Perdí la virginidad a los diecisiete y desde entonces he tenido sexo por muchas razones distintas.
Recuerdo haberlo hecho porque estaba enamorada, porque las hormonas me ahogaban, por la soledad que sentía en el cuerpo. También recuerdo no recordar, otras varias no haber querido pero estar muy borracha o asustada para negarme.
A los veinte aprendí la importancia de disfrutarlo, como mi madre y abuela no habían podido a mi edad. Busqué métodos anticonceptivos porque había que temerle a un embarazo, incluso más a que las personas supieran con cuántos me había acostado o con cuántos no.
Lo hice en mis buenos y malos días, en los buenos lo usaba como broche de oro y en los malos como anestesia para calmar la tristeza, para ponerle pausa a una pelea romántica o para sentir algo además del vacío.

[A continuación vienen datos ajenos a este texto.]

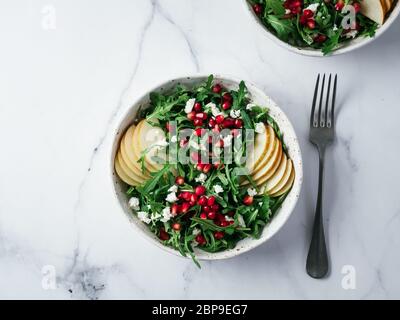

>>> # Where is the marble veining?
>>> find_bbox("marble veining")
[0,0,400,299]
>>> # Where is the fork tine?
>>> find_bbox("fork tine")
[310,74,320,127]
[318,74,325,126]
[331,74,337,127]
[321,74,332,127]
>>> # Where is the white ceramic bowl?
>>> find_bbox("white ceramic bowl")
[109,75,303,260]
[243,0,400,57]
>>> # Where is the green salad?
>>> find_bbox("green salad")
[116,75,294,264]
[249,0,378,55]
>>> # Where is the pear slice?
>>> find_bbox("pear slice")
[270,170,295,197]
[360,0,386,25]
[133,119,166,171]
[114,158,136,186]
[246,126,273,174]
[266,159,293,194]
[120,125,150,179]
[265,152,288,193]
[117,151,146,185]
[252,138,282,185]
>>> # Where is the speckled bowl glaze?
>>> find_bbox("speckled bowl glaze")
[109,75,303,260]
[243,0,400,57]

Aprendí del porno, de las pláticas con amigas, de películas y canciones, de algún vivo que se tomaba personal la tarea de enseñarme a usar mi cuerpo y de las historias grises que escuchaba en desconocidas.
Crecí sin saber bien lo que hacía, imitando sonidos e imágenes, preocupándome por lo que pasaría al terminar; maduré hasta exigir más para mí, más de lo que me gustaba y de cómo me gustaba. Busqué con mis propias manos sensaciones nuevas, como cuando tenía catorce años y me escondía bajo las sábanas.
Le pregunté a mi historial por aquellas veces que sentí cosquillas o algo más, me estudié por años. Pero de tanto buscar olvidé lo que esperaba encontrar. Tal vez sólo era pretexto para quererme a solas.